Of course, only one of them may need a good defense lawyer:
Turns out [right-wing Republican State Senator Amy] Koch could be in more trouble than just losing her job. Did you know the act of adultery is still a crime in Minnesota? Statute 609.36 reads:
Subdivision 1. Acts constituting. When a married woman has sexual intercourse with a man other than her husband, whether married or not, both are guilty of adultery and may be sentenced to imprisonment for not more than one year or to payment of a fine of not more than $3,000, or both.
Democratic Senator Ellen Anderson thought policing the private sex lives of citizens was perhaps not in the state’s best interest and made an effort to repeal the law in 2010.
But the usual staunch defenders of marriage objected. Tom Pritchard and his organization, the Minnesota Family Council (MFC), have long been out front and center trying to protect marriage from the gays. (Pritchard also famously suggested that kids bullied to death were asking for it.)

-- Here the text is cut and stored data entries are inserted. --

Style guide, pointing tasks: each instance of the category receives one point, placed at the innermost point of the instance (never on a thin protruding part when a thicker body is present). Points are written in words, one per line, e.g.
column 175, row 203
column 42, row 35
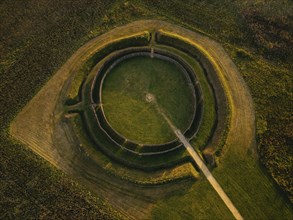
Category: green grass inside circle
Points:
column 128, row 105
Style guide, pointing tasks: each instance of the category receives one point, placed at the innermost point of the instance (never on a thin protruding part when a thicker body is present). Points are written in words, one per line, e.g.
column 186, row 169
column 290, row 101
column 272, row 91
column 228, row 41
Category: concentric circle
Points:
column 138, row 88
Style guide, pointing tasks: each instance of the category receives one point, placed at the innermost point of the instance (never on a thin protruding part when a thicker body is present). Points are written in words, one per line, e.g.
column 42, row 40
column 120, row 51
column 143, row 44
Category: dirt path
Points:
column 201, row 165
column 208, row 175
column 38, row 124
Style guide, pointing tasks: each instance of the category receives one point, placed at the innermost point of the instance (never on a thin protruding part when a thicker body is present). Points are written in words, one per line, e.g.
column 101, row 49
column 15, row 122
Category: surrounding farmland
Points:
column 37, row 37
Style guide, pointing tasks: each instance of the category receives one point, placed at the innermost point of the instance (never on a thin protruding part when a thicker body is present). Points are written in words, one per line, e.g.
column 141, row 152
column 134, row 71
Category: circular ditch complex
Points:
column 137, row 88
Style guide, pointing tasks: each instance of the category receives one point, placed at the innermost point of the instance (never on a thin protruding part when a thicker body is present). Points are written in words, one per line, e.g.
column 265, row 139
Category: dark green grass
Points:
column 38, row 36
column 124, row 99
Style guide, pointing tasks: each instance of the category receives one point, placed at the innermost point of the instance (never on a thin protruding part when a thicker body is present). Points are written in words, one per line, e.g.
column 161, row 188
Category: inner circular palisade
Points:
column 138, row 90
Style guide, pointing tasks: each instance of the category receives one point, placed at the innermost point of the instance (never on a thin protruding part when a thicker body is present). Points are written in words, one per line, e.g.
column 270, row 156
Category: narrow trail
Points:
column 201, row 165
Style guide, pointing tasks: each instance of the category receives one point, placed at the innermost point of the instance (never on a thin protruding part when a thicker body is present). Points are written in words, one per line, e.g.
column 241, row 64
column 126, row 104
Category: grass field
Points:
column 125, row 105
column 38, row 37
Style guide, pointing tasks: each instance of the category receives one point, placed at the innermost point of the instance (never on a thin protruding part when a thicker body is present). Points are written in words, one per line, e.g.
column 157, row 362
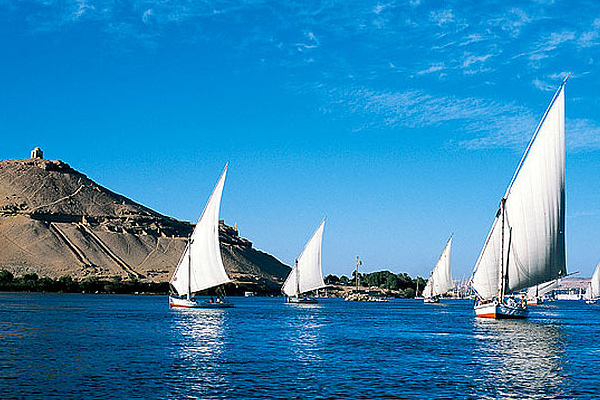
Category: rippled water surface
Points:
column 101, row 346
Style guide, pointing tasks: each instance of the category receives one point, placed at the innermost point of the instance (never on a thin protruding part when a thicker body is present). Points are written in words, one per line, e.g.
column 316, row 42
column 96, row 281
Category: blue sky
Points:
column 403, row 122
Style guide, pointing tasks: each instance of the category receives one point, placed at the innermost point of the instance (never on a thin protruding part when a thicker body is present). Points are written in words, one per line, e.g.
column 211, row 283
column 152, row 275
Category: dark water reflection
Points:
column 520, row 359
column 76, row 346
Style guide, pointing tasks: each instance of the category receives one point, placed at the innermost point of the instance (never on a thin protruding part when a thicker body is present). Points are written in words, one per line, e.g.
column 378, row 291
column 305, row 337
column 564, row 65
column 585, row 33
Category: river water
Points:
column 117, row 346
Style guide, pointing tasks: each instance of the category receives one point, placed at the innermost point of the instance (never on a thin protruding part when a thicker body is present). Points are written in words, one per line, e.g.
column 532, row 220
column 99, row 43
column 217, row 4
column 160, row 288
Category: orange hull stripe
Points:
column 489, row 315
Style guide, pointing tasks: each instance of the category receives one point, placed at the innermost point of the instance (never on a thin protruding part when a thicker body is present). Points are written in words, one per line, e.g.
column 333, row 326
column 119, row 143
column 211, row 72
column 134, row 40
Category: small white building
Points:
column 37, row 153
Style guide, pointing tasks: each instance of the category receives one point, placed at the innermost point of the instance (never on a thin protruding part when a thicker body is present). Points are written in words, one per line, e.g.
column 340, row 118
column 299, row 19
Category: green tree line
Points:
column 382, row 279
column 66, row 284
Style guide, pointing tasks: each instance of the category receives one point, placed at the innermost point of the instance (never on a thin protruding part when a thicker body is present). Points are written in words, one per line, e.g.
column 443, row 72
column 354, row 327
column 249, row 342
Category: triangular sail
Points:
column 534, row 214
column 593, row 290
column 440, row 281
column 308, row 276
column 542, row 289
column 207, row 268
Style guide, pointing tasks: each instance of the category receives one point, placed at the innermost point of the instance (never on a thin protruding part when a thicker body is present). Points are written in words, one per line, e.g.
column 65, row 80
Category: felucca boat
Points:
column 201, row 266
column 306, row 275
column 526, row 244
column 535, row 294
column 440, row 280
column 592, row 294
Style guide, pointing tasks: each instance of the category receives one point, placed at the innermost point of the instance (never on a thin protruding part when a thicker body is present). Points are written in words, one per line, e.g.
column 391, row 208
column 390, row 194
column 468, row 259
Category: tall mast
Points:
column 501, row 280
column 297, row 279
column 189, row 294
column 357, row 264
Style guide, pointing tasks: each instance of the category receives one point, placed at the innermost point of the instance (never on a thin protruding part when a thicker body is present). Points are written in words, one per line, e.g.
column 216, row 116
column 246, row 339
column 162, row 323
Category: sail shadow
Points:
column 520, row 359
column 198, row 350
column 304, row 333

In 2010 USA Today reported Pritchard as not only opposing repeal of the adultery law but calling for it to be strengthened: “Tom Prichard, MFC’s president, said these laws are essential because ‘they send a message. … When you are dealing with a marriage, it’s not just a private activity or a private institution. It’s a very public institution. It has enormous consequences for the rest of society.'”
I have full confidence we can now expect Tom Pritchard to call upon the state to conduct a thorough investigation if the law of Minnesota has been violated. Enforcing the adultery statute vigorously will send an important message, after all. The “consequences” of letting scofflaws go unpunished are “enormous” to “the rest of society,” I am told. The fate of marriage and society hangs in the balance.
I’m sure Pritchard the well-professed heterosexual…
…and ever-so-masculine example of manhood (the beard isn’t really fooling anyone; maybe you should borrow Joseph Farah’s mustache, Tom)…
…will be the using every tax-free resource at his disposal to attempt to influence Minnesota’s prosecutorial authorities into sparing no taxpayer-funded expense in bringing Koch to justice for commiting an ever-so-substantive crime against ‘the family’ (or, at the very least, the same amount of money that is used to prosecute prostitution on any given weekend in the Twin Cities.)